Why must veterinary medicine follow the follies of its human counterpart? With shorter lifespans comes a faster research cycle and so animal health should always be in the lead. Sometimes that is just what we see; the use of ivermectin for bovine parasites began years in advance of its several human uses for example. In terms of practitioner attitude however the shoe is applied to the wrong end of the anatomy.
Lab tests are used as a fast proxy for conversation with the patient. For non-human patients lack of language provides the excuse. How is the cat to express the particulars of his discomfort? When the patient is human the tests' predictability and reimbursability are motivators. How long will it take or what the patient might tell you? The test will provide an simple number after a uniform amount of time and will be paid by the insurance company.

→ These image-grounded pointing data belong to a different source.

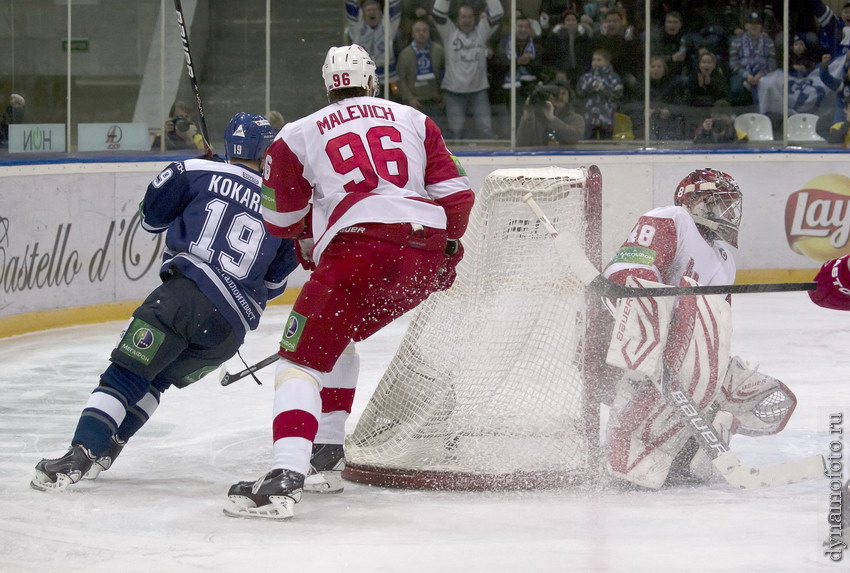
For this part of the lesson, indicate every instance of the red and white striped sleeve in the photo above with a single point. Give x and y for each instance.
(286, 193)
(446, 181)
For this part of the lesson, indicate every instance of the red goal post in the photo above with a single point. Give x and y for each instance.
(493, 384)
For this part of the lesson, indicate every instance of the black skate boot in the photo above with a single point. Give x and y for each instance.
(326, 465)
(273, 496)
(105, 461)
(59, 473)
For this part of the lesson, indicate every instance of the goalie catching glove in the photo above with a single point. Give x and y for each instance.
(447, 273)
(833, 285)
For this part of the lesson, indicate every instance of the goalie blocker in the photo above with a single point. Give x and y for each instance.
(649, 445)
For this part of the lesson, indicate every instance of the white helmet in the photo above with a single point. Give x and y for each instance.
(714, 201)
(349, 67)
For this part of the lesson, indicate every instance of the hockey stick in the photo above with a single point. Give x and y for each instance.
(226, 378)
(726, 462)
(190, 68)
(568, 247)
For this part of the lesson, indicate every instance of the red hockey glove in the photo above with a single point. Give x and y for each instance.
(447, 272)
(833, 290)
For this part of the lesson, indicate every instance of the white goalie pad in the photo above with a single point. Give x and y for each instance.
(691, 344)
(640, 332)
(761, 404)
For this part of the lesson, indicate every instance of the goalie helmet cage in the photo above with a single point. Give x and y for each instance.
(490, 387)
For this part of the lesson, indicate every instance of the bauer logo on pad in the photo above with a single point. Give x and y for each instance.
(292, 332)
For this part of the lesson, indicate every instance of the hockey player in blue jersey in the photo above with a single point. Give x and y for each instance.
(219, 269)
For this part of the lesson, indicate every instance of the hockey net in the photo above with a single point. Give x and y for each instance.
(489, 387)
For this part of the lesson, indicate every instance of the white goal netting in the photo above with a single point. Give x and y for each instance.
(488, 386)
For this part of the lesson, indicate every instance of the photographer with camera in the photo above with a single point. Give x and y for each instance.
(180, 130)
(548, 119)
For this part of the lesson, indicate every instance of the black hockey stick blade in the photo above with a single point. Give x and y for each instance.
(612, 290)
(227, 378)
(570, 249)
(190, 69)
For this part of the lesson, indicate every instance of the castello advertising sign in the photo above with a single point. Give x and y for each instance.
(817, 218)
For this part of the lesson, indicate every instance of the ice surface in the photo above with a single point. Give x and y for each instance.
(159, 507)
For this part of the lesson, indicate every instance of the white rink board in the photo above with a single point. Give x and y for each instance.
(77, 218)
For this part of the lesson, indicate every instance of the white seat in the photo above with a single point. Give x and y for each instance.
(801, 127)
(757, 126)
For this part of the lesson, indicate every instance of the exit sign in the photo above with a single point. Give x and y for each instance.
(77, 44)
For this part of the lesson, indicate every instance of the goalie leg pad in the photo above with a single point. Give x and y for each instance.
(644, 435)
(761, 404)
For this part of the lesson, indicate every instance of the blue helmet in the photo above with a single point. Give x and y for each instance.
(247, 136)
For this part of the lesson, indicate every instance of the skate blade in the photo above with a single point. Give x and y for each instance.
(41, 481)
(324, 482)
(93, 472)
(101, 465)
(281, 507)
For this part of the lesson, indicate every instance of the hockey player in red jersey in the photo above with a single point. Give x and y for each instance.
(378, 205)
(833, 291)
(691, 240)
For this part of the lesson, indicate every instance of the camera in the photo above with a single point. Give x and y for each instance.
(541, 94)
(181, 123)
(720, 125)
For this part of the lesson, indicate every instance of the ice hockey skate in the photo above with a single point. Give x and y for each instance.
(326, 465)
(105, 461)
(59, 473)
(273, 496)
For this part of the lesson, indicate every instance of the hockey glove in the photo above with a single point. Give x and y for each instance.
(447, 272)
(304, 253)
(833, 288)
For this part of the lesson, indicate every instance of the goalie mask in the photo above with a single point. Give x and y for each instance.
(247, 136)
(714, 200)
(349, 67)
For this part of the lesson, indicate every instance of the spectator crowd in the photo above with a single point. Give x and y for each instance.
(710, 62)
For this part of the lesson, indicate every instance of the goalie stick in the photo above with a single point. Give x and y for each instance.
(226, 378)
(568, 247)
(190, 68)
(727, 463)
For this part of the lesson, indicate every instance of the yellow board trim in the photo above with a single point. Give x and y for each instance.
(105, 312)
(756, 276)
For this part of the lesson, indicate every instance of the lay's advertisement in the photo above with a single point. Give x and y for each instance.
(817, 217)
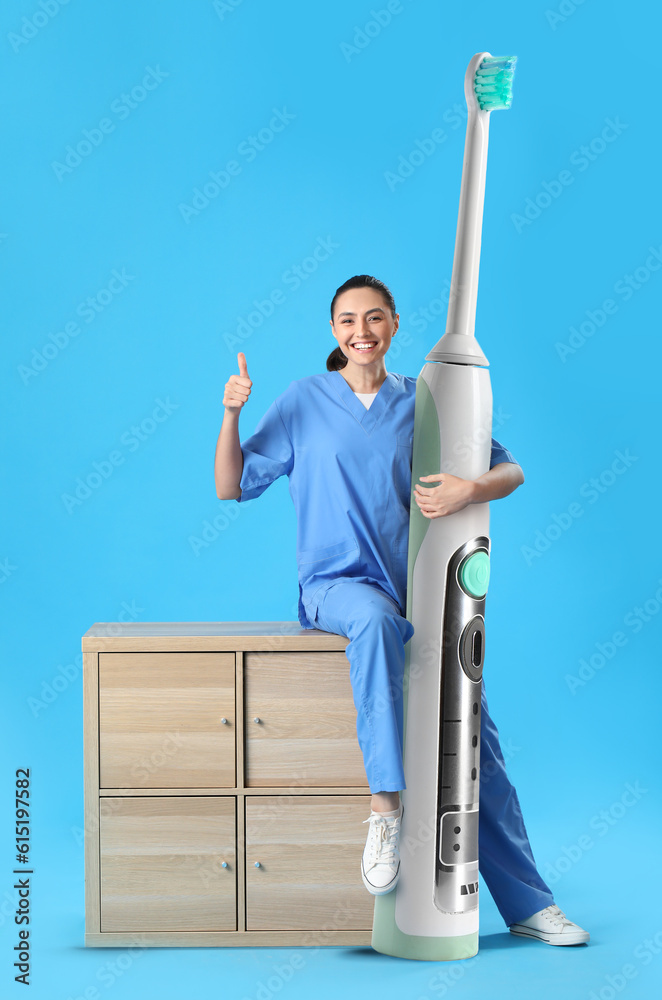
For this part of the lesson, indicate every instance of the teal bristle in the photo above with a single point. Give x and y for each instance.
(493, 83)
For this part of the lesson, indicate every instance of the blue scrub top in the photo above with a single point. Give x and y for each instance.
(350, 479)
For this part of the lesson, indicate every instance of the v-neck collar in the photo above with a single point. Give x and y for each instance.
(370, 418)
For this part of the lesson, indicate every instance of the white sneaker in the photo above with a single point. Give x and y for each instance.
(380, 864)
(551, 926)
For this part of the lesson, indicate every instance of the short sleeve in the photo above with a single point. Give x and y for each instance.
(500, 454)
(268, 454)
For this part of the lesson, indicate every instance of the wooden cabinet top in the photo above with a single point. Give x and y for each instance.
(207, 636)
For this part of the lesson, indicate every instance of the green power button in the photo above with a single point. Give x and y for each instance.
(475, 574)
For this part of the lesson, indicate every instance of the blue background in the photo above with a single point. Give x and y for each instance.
(361, 104)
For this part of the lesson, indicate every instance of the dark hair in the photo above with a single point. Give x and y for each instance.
(336, 359)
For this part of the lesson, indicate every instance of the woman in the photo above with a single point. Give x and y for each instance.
(344, 439)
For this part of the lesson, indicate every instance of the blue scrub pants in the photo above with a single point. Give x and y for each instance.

Lab tests are objective in a somewhat narrow sense. They are reliable in the sense of being repeatable and comparable: You really do know the the level of creatinine that was in the blood at the time the sample was taken. Test results are good pictures of the actual reality of the patient's blood chemistry.
Lab tests do not measure either the underlying disease in the literal sense of impairment or malady nor the etymological dis-ease of the patient's experience. Lab tests are not reports of the actual reality of the patient's health. Reasoning and analysis may be able to arrive at valid conclusions but often the practitioner will rely on useful presumptions in the manner of rules of thumb: Elevated creatinine is used as if it were a direct measure of kidney function or failure because what is easily measured correlates fairly well with what you really want to know.
This is well and good up to a first approximation but it becomes a problem when leaping directly from presumption to prescription. If the veterinarian or the physician pounces on a pharmacological solution to fix the presumed problem the result is sometimes, too often, too many of the wrong drugs having inappropriate impacts on the patient's actual health.
The point is not to abandon the lab tests or to skip the first approximation but to remember that Fluffy's real experience is the reality being approximated -- and that the actual reality game is an endeavor of sustained commitment and frequent missteps.